The late 2022 Ukrainian counteroffensive was a strategic inflexion point for the Kremlin, and the war would continue through 2025. After the defeats of 2022, the Russian army in Ukraine shifted to the defence, digging three layers of trenches and seeding the land between and around them with hundreds of thousands of mines. These fortifications, particularly the mines, are why Ukraine's latest counteroffensive has advanced painfully slowly. The main objective is to liberate Russian-occupied Melitopol in southern Ukraine. In four months of hard fighting, Ukrainian brigades have risen just 10 miles along the 50-mile road to Melitopol. Their advance might slow even more as the winter looms and the weather turns wetter and colder.
The fighting will grind into 2024, and the Russians are getting ready. As battlefield losses spiked last fall, the Kremlin organised a mobilisation effort that brought an additional 300,000 men into military service: enough to replace tens of thousands of casualties and expand the army with new regiments and brigades. Continuing heavy losses compelled the Kremlin to launch a second mobilisation of around 400,000 men last spring. A third mobilisation, aimed at bringing in 300,000 fresh troops, reportedly is in the works.

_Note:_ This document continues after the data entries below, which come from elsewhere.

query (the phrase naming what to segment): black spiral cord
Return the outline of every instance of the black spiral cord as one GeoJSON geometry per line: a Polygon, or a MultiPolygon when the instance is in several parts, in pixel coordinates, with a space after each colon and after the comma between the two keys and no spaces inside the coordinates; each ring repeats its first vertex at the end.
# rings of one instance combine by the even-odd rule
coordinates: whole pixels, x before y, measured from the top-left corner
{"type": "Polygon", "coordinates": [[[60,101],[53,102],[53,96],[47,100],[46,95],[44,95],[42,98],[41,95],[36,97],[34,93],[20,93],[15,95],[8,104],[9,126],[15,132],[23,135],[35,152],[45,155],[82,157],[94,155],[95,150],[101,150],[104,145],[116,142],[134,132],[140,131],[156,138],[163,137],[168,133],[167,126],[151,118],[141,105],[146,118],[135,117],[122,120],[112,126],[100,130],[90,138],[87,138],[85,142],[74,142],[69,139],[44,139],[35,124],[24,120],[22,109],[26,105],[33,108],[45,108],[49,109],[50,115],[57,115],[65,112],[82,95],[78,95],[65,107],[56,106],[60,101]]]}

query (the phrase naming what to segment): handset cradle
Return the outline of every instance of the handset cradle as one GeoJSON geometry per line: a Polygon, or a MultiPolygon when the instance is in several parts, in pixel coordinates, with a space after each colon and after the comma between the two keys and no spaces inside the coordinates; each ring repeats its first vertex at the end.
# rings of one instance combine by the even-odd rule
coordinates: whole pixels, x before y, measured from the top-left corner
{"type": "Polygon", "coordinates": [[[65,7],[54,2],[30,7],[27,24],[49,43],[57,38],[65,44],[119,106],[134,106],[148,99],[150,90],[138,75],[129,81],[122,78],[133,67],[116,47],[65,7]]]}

Russia has the men and weapons for a long war in Ukraine. There’s no evidence they lack the political will to keep fighting. The Ukrainians have no willpower shortage, as Kyiv has replaced its battlefield casualties and recruited enough fresh troops in the past 21 months to double the size of its armed forces. However, Ukraine doesn’t have even one factory producing brand-new tanks. An effort to centralise and expand drone production has yet to show accurate results.
The absence of a unified political front supporting Ukraine is also ominous. An election in Slovakia last month brought down the NATO country’s pro-Ukraine government. It replaced it with a coalition whose leader, Robert Fico, pledged to “not send a single bullet” to Ukraine.